To establish a prima facie case of hostile work environment on the basis of a disability, the plaintiff must show that she was subjected to verbal or physical conduct because of her disability, that the conduct was unwelcome, and that the conduct was sufficiently severe or pervasive to alter the conditions of her employment and create an abusive working environment. See Meritor Sav. Bank, FSB v. Vinson, 477 U.S. 57, 67 (1986). Although Meritor was a sexual harassment case, California courts apply the same standard in analyzing disability harassment claims. See Muller v. Automobile Club of So. Cal., 61 Cal. App. 4th 431, 446 (1998).

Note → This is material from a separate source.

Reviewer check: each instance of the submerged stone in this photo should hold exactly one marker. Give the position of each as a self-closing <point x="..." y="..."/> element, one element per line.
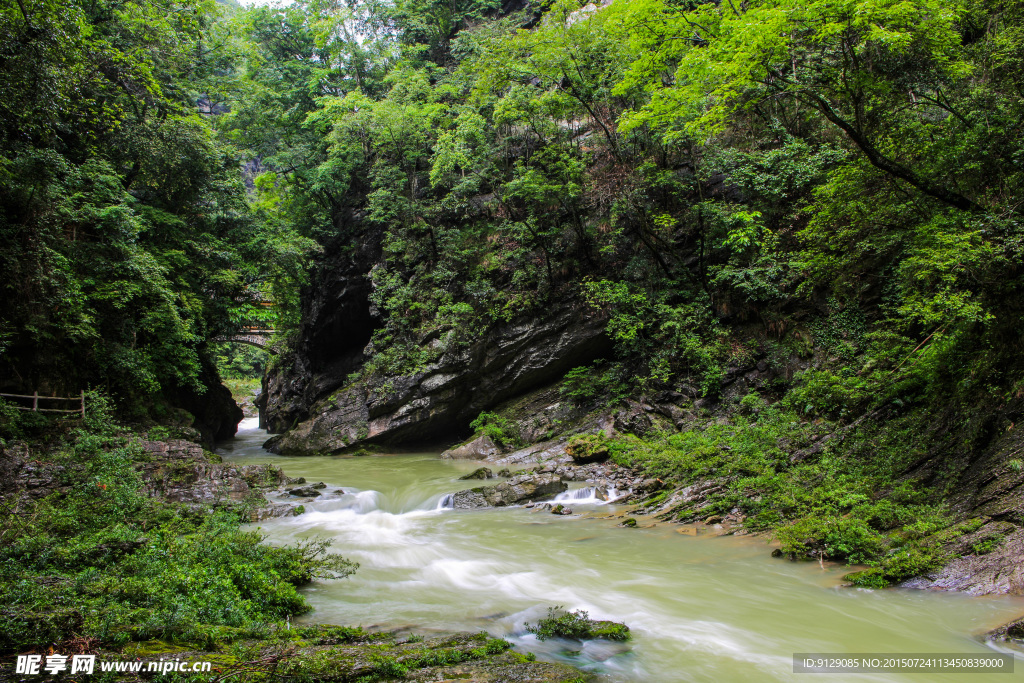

The environment must be both objectively and subjectively offensive. Harris v. Forklift Sys., Inc., 510 U.S. 17, 21 (1993). In determining what constitutes "sufficiently pervasive" harassment, the courts have held that acts of harassment cannot be occasional, isolated, sporadic, or trivial; rather the plaintiff must show a concerted pattern of harassment of a repeated, routine or a generalized nature. Muller, 61 Cal. App. 4th at 446. Courts consider factors such as
the frequency of the discriminatory conduct; its severity; whether it is physically threatening or humiliating, or a mere offensive utterance; and whether it unreasonably interferes with an employee's work performance. The plaintiff must prove that the defendant's conduct would have interfered with a reasonable employee's work performance and would have seriously affected the psychological well-being of a reasonable employee and that she was actually offended.Beyda v. City of Los Angeles, 65 Cal. App. 4th 511, 517 (1998) (citations and quotations omitted).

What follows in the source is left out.